The GROUPS option specifies a factor whose effects you want to eliminate before any regression is fitted. The factor must already have been defined. This method of elimination is sometimes called absorption; you might want to use it when data from many different groups are to be modelled. Use of GROUPS gives less information than you would get if you included the factor explicitly in the model (leverages, predictions and some parameter correlations cannot be formed), but it saves space and time in fitting the model when the factor has many levels. You can use GROUPS only with linear and generalized linear regression.
The RMETHOD option controls how residuals are formed. By default, residuals are deviance residuals standardized by their estimated variance. The alternative Pearson residuals are defined in exactly the same way if the distribution is Normal, but for regression models with distributions other than Normal the two kinds of residual are different. If you do not want residuals, you can set the option to a missing value (*) to save space within GenStat. However, you will then not be able to get residuals, fitted values or leverages, and the automatic checks on the fit of a model will not be done.

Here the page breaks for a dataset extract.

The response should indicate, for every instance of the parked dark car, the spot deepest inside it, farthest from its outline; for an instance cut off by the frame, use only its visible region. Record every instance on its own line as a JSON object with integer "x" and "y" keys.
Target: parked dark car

The FUNCTION option is relevant only when you want to optimize a general function (see FITNONLINEAR). It is ignored unless no response variates are specified by the Y parameter.
The SAVE option allows you to specify an identifier for the regression save structure. This structure stores the current state of the regression model, and can be used explicitly in the directives RDISPLAY, RKEEP, PREDICT and RFUNCTION. If the identifier in SAVE is of a regression save structure that already has values, those values are deleted. You can reset the current regression save structure at any point in a program by using the SET directive. Then, later regression statements would use the model stored in this save structure.
Options: DISTRIBUTION, LINK, EXPONENT, AGGREGATION, KLOGRATIO, DISPERSION, WEIGHTS, OFFSET, GROUPS, RMETHOD, DMETHOD, FUNCTION, YRELATION, DCALCULATION, LCALCULATION, SAVE.
Parameters: Y, NBINOMIAL, RESIDUALS, FITTEDVALUES, LINEARPREDICTOR, DERIVATIVE, DEVIANCE, VFUNCTION.
Action with
RESTRICT
You can restrict the units that GenStat will use for the regression by putting a restriction on any of the vectors involved in the MODEL statement (response variates, weight variate, offset variate, grouping factor or variate of binomial totals), or on any explanatory variate or factor in a subsequent TERMS statement. However, you are not allowed to have different restrictions on the different vectors. You should not alter the restriction applied to the vectors between the TERMS statement and subsequent fitting statements.
Reference
McCullagh, P. & Nelder, J.A. (1989). Generalized Linear Models (second edition). Chapman and Hall, London.